The crux for the interpretation is verse 8. As Longman says, “[t]his verse is pivotal in establishing the pessimistic tone of this section of the text” (NICOT, p. 71). Patston seeks to establish a positive reading by suggesting that verse 8 turns the focus from God’s creation to human words. The basis of the argument is that the Hebrew דבר can mean both “word” and “thing” and the former seems to reflect the use of the term elsewhere in Eccles, particularly in verse 10.
However, there are a number of problems for this reading which I think seriously undermine its viability. First, the text reads כל הדברים יגעים (lit. “all the things/words are weary”). The presence of the article on the noun דבר is noteworthy — which words/things is Qohelet referring to when he says “the words/things”? Elsewhere such uses of the article with דבר employ a restrictive phrase (a relative clause such as “the words/things which…” or a construct “the words/things of…”) to define which words/things are on view. Without such a restrictive phrase it is most probable that this is an anaphoric use of the article and so the term here refers back to the list of cycles just completed. Hence “things” not “words.”
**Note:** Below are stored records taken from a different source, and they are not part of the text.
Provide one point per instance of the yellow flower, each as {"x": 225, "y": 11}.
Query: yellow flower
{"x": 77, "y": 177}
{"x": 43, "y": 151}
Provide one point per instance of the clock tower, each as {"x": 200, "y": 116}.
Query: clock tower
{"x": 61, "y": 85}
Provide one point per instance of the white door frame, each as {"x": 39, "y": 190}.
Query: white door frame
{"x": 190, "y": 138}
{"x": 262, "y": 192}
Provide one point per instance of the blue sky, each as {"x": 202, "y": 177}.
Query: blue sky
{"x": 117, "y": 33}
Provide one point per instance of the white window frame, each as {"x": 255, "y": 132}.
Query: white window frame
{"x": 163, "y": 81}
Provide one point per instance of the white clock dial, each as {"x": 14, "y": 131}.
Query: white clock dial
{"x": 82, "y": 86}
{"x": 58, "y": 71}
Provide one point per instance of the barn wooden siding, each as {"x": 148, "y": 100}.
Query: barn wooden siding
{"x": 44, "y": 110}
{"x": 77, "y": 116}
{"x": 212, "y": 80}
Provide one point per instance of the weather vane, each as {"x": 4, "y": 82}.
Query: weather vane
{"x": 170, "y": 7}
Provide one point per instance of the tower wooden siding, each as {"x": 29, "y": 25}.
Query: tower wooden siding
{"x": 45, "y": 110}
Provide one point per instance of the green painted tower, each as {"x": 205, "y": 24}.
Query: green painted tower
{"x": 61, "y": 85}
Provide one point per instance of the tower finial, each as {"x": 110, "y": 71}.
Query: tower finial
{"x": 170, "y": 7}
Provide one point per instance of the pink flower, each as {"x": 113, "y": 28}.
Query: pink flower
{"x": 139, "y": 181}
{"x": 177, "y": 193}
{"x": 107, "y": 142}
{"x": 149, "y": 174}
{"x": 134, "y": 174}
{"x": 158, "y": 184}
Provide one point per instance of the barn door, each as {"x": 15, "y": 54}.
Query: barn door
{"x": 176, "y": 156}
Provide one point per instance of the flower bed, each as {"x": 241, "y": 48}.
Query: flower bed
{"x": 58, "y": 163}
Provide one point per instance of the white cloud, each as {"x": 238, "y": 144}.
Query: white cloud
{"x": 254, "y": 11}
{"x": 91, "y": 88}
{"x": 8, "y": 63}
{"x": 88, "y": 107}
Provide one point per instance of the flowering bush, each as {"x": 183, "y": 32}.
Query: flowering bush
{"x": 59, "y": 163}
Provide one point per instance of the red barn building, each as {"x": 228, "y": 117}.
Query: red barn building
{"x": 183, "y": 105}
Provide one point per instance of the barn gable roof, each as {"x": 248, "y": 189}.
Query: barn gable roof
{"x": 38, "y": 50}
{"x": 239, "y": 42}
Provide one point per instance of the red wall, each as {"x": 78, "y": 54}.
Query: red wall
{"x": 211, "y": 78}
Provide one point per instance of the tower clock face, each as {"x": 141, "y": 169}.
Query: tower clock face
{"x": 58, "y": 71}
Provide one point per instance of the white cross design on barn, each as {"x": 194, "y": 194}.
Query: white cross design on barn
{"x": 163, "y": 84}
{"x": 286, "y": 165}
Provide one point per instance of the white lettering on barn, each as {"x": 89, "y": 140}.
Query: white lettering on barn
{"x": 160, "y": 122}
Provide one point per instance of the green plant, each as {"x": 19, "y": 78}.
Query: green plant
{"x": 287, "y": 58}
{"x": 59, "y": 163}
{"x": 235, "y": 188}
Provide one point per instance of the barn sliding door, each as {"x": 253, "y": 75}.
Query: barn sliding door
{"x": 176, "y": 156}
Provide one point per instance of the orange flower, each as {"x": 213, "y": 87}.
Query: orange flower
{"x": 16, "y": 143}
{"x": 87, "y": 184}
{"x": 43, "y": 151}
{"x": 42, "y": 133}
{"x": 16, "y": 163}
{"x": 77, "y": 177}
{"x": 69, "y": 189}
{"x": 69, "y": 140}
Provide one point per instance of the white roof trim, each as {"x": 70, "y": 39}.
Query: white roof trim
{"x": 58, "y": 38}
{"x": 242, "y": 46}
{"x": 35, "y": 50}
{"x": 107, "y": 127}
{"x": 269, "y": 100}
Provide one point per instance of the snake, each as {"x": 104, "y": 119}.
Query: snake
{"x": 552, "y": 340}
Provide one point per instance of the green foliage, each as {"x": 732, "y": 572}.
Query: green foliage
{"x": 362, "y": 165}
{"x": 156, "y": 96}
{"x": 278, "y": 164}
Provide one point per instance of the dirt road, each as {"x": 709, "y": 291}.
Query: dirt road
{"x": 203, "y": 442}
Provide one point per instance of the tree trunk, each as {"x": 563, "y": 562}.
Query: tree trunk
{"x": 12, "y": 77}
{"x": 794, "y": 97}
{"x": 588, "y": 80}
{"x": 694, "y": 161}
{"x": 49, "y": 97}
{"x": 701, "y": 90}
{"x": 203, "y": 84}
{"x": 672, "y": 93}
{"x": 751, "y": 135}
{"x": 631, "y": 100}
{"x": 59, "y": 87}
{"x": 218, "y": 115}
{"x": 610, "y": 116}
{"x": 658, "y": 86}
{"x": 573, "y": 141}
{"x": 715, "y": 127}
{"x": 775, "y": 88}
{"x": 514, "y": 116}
Furthermore, most translations get the adjective יגעים ‘weary’ wrong. It does not mean “wearisome” but “weary.”1 All the things don’t make us weary, they are themselves said to be weary. This makes best sense if it is the endless unchanging cycles which are (anthropomorphically) said to be weary rather than all words which are somehow themselves weary. (There are other ways to say something makes you weary such as using the hiphil of לאה.) It fits very well with the earlier anthropomorphic description of the Sun panting (שאף) to return from sunset to sunrise in verse 5.
It is also worth noting that דבר has a sufficiently broad semantic range and is so common a word that it can be used with quite different meanings within the space of only a couple of verses (e.g. Gen 15:1). Hence it should not be surprising that the meaning can be different in verse 8 and 10, particularly in the light of the syntactical clues noted above. Likewise, I think verses 9–11 are distinctly negative.
Finally, to the question of whether Qohelet is a believer or not, the answer is not simple. While it is clear that Qohelet is a theist with a strong sense of God’s sovereignty, most scholars believe that Qohelet’s God is distant and inaccessible (e.g. Dumbrell, The Faith of Israel, 242–43). Qohelet never speaks of God’s love or compassion, he never appeals to God for an answer to the questions he poses, he never points to God as the answer to life’s incomprehensibility. He even makes claims which run counter to the remainder of the Bible. Furthermore, the association with Solomon is also double-edged, for while Solomon was the wisest man, he was deeply flawed (as 1Kings 11 reveals).
In conclusion, then, while the message of the talks is pleasing, I can’t agree that the message accurately represents the message of Ecclesiastes.
1. See Dominic Rudman, Determinism in the Book of Ecclesiastes (Continuum, 2001) 80–82 for discussion of this term.